In his first public speech in three years, the head of Canada's spy agency, David Vigneault, claimed that Canadian business in almost every sector of the economy is under threat from hostile foreign actors, primarily Russia and China.

"The threat from hostile activity by state actors in all its forms represents a significant danger to Canada's prosperity and sovereignty," Vigneault said in a speech online this week for the Centre for International Governance Innovation, Global News reported.

He claimed that an investigation did "reveal" that what he called a "threat" caused "significant harm to Canadian companies", noting that Canada’s biopharmaceutical, health, artificial intelligence, quantum computing, ocean technology and aerospace sectors have been particularly targeted.

"[Canadian businesses] have been compromised and have suffered losses from human and cyber-enabled threats … CSIS has observed persistent and sophisticated state-sponsored threat activity for many years now and we continue to see a rise in the frequency and sophistication of this threat activity,” he continued.

During his speech, Vigneault specifically referred to Russia and China as threatening foreign actors.

"It is no secret that we are most concerned about the actions by the governments of countries like Russia and China. But we should also not discount that threat activity evolves and can originate from anywhere in the world," he noted, adding that hostile actors target employees, students, professors, contractors and business associates to obtain access to an organization’s IT systems.

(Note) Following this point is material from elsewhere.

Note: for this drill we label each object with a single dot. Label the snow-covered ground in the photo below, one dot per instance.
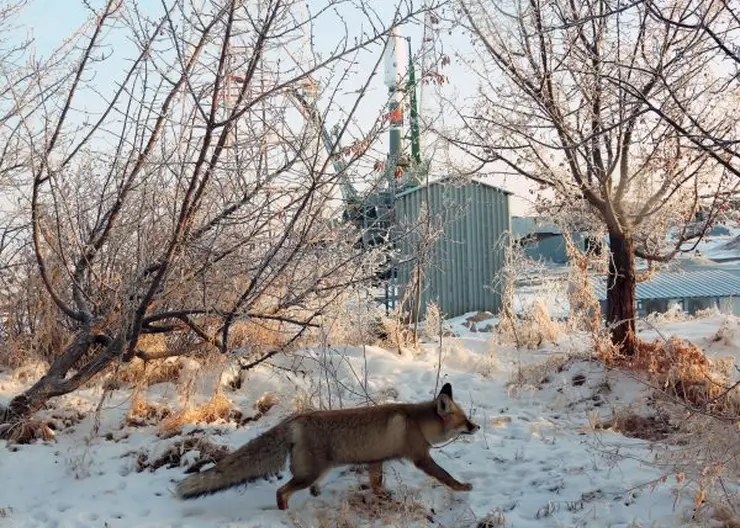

"An insider acting at the behest of a threat actor can compromise a system and cause damage, or open a backdoor to allow access from across the street or across the ocean. They can steal information outright, and walk it out the door on a flash drive," Vigneault explained.

In his speech, Vigneault clarified that the threat does not come from the people of Chinese or the nation as a whole, but rather “from the government of China that is pursuing a strategy for geopolitical advantage on all fronts - economic, technological, political, and military,” Coast Mountain News reported.

Beijing and other foreign governments threaten countries through various state entities and non-state proxies like the Chinese government’s Operation Fox Hunt operation, Vigneault explained. The global operation allegedly targets corruption but “is also believed to have been used to target and quiet dissidents to the regime,” he added.

This is not for the first time when representatives of foreign intelligence agencies and Canadian in particular naming Russia and China among national security threats - claim that have never been substantiated by any evidence and in separate occasions denied by Beijing and Moscow.

In November 2020, the country’s Communications Security Establishment (CSE) intelligence agency claimed in a report that China, Russia, Iran and North Korea pose the greatest cybersecurity threat to Canada.